Following his stint in Asia, Anderson returned to the CBS News Washington bureau, where he covered the 1984 Democratic and Republican National Conventions. He moved to New York to produce for the CBS Evening News and later worked as the network’s foreign editor during such stores as the Tiananmen Square massacre and the fall of the Berlin Wall. 

In 1990, he joined 60 Minutes, where he worked with several of the broadcast’s most familiar correspondents. His longest partnership was with Mike Wallace, with whom he collaborated for more than 20 years. After Wallace retired, Anderson began producing for Pelley at the broadcast.

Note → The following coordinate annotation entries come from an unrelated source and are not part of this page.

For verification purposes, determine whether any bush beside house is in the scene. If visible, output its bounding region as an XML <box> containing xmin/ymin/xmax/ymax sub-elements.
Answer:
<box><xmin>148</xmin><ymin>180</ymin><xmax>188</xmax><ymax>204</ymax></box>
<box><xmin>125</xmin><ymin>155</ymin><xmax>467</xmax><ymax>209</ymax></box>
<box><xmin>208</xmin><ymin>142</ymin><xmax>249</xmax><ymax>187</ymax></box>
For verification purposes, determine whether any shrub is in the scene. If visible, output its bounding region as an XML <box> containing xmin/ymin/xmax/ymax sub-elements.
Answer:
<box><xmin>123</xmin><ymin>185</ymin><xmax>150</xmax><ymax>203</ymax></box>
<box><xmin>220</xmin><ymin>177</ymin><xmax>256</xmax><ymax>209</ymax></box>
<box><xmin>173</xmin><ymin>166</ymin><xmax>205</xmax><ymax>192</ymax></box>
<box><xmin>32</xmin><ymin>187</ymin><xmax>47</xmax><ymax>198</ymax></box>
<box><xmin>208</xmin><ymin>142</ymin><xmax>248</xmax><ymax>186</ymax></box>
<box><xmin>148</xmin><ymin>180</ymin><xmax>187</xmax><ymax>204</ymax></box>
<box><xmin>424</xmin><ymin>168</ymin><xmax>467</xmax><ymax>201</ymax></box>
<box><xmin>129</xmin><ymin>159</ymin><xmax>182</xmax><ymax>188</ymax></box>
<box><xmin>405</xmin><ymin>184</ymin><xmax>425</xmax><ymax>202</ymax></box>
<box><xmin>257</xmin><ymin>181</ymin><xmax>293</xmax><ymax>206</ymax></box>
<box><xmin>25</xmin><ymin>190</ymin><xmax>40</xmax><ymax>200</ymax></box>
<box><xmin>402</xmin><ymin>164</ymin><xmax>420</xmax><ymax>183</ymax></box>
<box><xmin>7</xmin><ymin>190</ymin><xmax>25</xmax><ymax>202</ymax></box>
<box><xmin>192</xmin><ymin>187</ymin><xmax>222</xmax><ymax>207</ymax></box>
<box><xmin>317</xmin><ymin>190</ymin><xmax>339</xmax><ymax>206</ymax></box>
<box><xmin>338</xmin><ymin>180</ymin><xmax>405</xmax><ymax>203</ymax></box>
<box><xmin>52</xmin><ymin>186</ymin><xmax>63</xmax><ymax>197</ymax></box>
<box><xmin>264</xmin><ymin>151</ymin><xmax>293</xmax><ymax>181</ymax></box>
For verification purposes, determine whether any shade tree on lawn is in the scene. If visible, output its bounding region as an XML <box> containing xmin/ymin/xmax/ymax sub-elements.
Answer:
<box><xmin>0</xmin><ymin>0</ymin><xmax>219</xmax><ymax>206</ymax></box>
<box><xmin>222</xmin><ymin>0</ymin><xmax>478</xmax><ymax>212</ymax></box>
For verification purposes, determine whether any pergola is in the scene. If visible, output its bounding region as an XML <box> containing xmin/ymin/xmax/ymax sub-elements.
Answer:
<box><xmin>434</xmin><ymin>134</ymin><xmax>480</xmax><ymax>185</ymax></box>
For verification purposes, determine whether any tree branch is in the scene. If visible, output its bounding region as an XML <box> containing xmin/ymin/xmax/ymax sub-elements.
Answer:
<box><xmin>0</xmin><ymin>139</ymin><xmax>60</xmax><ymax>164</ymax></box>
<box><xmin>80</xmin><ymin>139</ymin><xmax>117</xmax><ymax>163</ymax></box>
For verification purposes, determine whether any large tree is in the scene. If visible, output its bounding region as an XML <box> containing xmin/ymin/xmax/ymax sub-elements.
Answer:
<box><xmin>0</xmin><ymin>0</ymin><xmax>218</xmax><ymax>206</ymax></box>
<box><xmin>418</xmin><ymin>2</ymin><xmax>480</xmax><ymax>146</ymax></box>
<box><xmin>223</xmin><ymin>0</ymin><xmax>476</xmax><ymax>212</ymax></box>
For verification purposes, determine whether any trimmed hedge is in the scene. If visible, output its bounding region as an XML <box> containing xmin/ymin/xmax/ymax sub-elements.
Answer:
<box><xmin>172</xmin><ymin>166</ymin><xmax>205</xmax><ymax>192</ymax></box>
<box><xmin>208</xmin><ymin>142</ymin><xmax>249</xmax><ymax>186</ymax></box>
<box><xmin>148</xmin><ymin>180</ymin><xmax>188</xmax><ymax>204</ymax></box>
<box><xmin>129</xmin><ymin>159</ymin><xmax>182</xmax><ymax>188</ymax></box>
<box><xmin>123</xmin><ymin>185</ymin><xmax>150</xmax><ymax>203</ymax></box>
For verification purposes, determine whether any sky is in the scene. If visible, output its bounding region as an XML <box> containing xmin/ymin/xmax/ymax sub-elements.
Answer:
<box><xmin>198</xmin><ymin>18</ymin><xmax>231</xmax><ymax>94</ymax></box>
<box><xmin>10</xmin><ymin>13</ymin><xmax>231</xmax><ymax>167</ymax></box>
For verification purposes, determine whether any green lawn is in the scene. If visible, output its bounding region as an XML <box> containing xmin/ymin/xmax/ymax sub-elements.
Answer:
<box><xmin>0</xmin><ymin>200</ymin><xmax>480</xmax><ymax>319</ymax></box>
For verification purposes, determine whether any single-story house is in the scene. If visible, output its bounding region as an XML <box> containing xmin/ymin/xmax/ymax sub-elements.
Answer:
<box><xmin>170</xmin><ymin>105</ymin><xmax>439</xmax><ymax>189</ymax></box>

“There are 60 Minutes stories that you never get out of your head,” Pelley said. “They were 10, 20, 30 years ago, certain scenes, moments, phrases that were used that had stuck in your mind. And Bob Anderson’s legacy is that so many of those moments were the result of his genius, of his reporting, his journalism, his television production expertise.” 

Here are some of the memorable stories Anderson produced for 60 Minutes.

SEX ABUSE IN THE CATHOLIC CHURCH


1993: The Archbishop

14:58

Before news of child sexual abuse within the Catholic Church ever broke open on a national level, Bob Anderson produced a piece that reported on it.

In 1993, Anderson and Mike Wallace reported on New Mexico Archbishop Robert Sanchez, who was accused of having sex with young women and covering up similar sexual misconduct by priests in his Archdiocese. 

Wallace interviewed several victims who described being coerced into sexual encounters with priests, including Father Robert Kirsch. 

During a 10-mile annual pilgrimage of parishioners in New Mexico, Wallace famously chased down Father Kirsch to ask about the allegations. According to Anderson, it was one of last times Wallace conducted an ambush-style interview. 

AN INTERVIEW WITH “DR. DEATH”


1998: An interview with Dr. Jack Kevorkian

13:51

In 1998, Anderson produced one of 60 Minutes’ most controversial reports: “Death by Doctor,” an interview with Dr. Jack Kevorkian. The pathologist had previously acknowledged helping more than 130 patients kill themselves, but on the broadcast, Kevorkian admitted to Wallace that he had killed a terminally ill patient himself. 

The report included a video showing Kevorkian administering lethal injections to Tom Youk, a terminally ill man who was suffering from Lou Gehrig’s disease. By showing the act on 60 Minutes, Kevorkian said he wanted to make himself a test case to move the public debate from doctor-assisted suicide to euthanasia, death triggered directly by a doctor. 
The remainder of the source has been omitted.